Copies of that end user info can also be stored in the cloud, providing backup (and some insurance against the consequences or dropping a phone into a puddle), but doing processing in the cloud that can be done on the client while moving vastly more data from cloud to user and back, well, that might be a pretty wasteful choice. You say you want those X-rays of your broken leg stored where any doctor can be given access? Fine. But maybe you also want that same library (and similar data for the rest of your family) stashed in an encrypted folder on the smartphone you carry on your ski holiday.

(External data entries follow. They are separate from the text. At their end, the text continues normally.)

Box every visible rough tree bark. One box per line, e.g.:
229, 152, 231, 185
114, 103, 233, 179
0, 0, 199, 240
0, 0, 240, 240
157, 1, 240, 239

If you think a teeny software component like SQLite is far too wimpy for this, check the facts and think again. SQLite can easily manage databases that are larger than any you are likely to need for personal use, sets of tables that might well be bigger than anything you can stash in your phone or tablet (or maybe even on your PC). The current release of SQLite can work with a database up to 128 TB in size. A row can have 32,768 columns, more or less the same as DB2. A blob of data can be up to 2GB. So while the lite part of SQLite might be light compared to, say, Oracle, DB2, or SQL Server, it's heavy duty compared to simple PC packages like Microsoft Access. Moreover, on a mobile client, SQLite will be working entirely in DRAM and SSD, making your Android or iPad a better performer than a glasshouse, hard-drive based database.
I routinely look for info in my email client, which happens to use SQLite and which has in its inbox between 5,000 and 10,000 messages that all told take up about a half gigabyte of disk space. I can find a message from a particular client with specific subject or text body words far faster than I can get to cloudy records about that client's payments history. Same goes for the emails I save that detail my travel plans, when compared to similar records kept by airlines or hotel chains. I haven't put all my email archives in my smartphone yet, but that's bound to happen one of these days, probably soon after I spring for the price of a newer phone and find a reliable, user friendly encryption app that I like.
Finally, there's another valuable bonus provided by SQLite running locally: discretion. With a DBMS and several gigs of file space on my phone, I can peruse my personal data in private. I can use that information as I please without telling all to that evil yenta of a robot lurking in the cloud, Siri the seriously snoopy Sirian.